By Matt Ritchie

The Organisation for Economic Co-operation and Development has suggested a range of measures Belgium could take to tackle its low effective retirement age in a new economic survey published today.

In the report, the OECD said increasing the effective retirement age, which is currently among the lowest in the OECD, is a priority and requires a “broad-based” approach.

The organisation reiterated its long-held view that remaining “exit routes” to early retirement should be closed. In order to do this, the study said measures should focus on increasing the enrolment age in early retirement programmes, and replacing sectoral exemptions.

Furthermore, the report suggests changes aimed at making it more economically beneficial to remain in the labour market, pointing to a need for increasing the taxation of pensions to the same level as is applied to similar income from other sources.

The study said older workers on unemployment benefits should be subject to the standard search obligations applicable to other unemployed without exemptions, and all employer-provided top-ups should be taxed similarly to other work-related income.

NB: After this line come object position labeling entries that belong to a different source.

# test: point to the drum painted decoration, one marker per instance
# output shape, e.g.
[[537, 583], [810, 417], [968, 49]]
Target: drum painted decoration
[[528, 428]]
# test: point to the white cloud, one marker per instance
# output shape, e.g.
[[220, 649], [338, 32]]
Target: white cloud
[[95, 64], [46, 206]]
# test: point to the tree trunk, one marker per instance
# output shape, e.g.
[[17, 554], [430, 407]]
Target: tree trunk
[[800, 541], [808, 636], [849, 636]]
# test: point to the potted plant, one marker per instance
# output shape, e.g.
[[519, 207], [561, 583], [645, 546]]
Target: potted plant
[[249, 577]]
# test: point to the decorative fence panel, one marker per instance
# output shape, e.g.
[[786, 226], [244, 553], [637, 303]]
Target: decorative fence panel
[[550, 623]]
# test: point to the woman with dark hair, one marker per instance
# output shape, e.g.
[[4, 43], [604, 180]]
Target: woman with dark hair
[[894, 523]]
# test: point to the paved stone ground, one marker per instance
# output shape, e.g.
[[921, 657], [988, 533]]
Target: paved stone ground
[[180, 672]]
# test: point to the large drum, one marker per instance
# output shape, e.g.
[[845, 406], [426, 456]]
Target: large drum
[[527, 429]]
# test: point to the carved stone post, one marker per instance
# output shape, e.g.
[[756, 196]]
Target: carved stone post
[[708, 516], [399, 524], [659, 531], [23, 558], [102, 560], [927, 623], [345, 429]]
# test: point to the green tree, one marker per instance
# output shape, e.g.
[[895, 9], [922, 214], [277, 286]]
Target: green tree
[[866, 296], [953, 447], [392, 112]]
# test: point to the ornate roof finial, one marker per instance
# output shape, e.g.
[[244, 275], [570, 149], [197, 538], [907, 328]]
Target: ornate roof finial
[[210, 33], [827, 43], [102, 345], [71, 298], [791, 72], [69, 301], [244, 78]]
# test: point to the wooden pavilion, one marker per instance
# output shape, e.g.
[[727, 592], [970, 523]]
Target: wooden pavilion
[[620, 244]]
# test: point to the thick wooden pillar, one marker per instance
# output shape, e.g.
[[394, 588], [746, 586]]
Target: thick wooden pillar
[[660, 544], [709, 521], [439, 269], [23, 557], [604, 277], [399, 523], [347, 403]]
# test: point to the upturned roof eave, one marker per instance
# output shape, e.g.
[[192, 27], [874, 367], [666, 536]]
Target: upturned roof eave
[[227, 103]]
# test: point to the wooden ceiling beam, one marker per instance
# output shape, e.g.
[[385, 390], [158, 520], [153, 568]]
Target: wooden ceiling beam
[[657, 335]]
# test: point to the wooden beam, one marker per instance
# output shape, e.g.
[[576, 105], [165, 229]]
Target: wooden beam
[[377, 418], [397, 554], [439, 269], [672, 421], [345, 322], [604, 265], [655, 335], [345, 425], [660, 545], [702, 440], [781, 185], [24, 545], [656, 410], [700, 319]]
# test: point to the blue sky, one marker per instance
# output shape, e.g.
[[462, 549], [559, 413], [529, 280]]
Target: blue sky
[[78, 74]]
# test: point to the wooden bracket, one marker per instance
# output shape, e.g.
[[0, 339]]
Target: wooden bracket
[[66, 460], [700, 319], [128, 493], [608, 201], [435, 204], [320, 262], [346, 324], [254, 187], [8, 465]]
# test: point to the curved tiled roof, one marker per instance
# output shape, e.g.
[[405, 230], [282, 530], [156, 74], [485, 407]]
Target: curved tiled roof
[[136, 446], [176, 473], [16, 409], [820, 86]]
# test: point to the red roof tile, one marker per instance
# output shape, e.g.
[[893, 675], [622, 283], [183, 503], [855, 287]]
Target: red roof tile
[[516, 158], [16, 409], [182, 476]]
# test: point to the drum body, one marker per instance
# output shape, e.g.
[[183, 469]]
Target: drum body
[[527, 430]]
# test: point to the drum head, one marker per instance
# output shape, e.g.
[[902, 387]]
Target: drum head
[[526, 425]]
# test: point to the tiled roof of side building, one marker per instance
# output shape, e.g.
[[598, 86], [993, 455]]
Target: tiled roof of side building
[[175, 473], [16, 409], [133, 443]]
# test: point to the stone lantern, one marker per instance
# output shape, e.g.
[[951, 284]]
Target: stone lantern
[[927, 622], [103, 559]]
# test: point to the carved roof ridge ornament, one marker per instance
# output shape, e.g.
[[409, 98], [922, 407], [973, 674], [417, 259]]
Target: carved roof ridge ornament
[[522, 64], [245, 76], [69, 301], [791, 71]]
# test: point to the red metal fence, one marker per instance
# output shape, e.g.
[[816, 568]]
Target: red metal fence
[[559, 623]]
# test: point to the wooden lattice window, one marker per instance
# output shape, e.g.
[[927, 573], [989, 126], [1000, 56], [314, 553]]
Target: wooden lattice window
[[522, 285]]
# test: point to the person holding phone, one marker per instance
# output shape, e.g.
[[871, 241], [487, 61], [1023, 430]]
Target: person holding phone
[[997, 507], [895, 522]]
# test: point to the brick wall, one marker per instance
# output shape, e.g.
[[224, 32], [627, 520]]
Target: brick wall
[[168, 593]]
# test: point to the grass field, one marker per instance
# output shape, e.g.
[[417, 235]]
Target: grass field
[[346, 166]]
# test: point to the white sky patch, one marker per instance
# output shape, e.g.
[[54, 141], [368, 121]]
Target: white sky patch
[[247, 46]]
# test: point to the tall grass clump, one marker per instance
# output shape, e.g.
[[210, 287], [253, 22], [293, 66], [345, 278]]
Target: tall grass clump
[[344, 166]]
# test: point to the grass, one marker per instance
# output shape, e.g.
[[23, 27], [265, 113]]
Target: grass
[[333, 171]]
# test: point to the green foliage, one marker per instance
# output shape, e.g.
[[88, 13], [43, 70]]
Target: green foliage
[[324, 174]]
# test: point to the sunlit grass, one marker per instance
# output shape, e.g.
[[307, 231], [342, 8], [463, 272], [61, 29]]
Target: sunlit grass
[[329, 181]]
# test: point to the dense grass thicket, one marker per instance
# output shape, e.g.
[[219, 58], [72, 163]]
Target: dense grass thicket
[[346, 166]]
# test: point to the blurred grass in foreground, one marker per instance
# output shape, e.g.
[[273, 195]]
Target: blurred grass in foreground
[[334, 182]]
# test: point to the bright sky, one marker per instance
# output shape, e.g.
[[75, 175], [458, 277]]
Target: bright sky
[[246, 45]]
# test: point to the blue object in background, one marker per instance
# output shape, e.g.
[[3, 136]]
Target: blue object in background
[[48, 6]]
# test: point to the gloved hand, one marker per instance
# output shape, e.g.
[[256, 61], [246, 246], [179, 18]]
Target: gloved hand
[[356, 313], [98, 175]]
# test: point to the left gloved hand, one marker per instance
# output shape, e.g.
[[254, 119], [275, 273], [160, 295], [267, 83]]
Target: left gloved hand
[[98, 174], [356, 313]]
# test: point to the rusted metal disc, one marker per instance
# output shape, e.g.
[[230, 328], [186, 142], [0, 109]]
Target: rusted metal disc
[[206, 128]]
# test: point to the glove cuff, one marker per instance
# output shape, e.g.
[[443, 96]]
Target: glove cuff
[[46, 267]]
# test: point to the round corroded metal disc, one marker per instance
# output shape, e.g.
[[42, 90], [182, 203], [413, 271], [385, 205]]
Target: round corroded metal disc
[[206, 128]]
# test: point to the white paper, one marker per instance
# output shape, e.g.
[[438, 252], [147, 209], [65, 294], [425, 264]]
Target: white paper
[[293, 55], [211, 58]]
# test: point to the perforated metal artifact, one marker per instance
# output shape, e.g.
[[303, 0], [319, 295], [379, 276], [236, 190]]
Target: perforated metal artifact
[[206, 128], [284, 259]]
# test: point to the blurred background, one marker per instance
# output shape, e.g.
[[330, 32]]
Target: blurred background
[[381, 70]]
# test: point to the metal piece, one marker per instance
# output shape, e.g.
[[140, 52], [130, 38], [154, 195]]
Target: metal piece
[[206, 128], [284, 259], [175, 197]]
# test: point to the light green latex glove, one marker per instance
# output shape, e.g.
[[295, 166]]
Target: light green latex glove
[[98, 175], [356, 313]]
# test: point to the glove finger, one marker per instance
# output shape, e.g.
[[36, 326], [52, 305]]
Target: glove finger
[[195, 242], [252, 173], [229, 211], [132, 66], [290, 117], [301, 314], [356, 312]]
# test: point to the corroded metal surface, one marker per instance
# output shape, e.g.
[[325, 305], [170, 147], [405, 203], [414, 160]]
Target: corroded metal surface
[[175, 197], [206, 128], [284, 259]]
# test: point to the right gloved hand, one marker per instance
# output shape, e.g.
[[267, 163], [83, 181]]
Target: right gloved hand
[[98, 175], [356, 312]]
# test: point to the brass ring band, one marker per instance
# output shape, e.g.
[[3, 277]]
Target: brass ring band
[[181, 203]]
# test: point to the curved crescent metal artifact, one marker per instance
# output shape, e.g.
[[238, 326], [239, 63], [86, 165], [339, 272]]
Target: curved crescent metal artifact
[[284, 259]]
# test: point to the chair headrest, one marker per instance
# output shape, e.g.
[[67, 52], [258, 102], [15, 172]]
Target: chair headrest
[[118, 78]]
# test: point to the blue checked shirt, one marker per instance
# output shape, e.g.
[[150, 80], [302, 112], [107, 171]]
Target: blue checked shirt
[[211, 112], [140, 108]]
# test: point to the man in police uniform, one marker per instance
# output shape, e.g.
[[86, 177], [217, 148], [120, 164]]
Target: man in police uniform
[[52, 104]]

“In addition, a differential in the accumulation of pension entitlements between unemployed and employed should be introduced. The 2005 Intergenerational Solidarity Pact contains provisions for longer careers to secure a full pension as the increase in the effective retirement age falls short of expectations. The effectiveness of this strategy will depend on introducing measures to improve labour demand for older workers, such as ensuring that their wages and productivity are aligned,” the report said.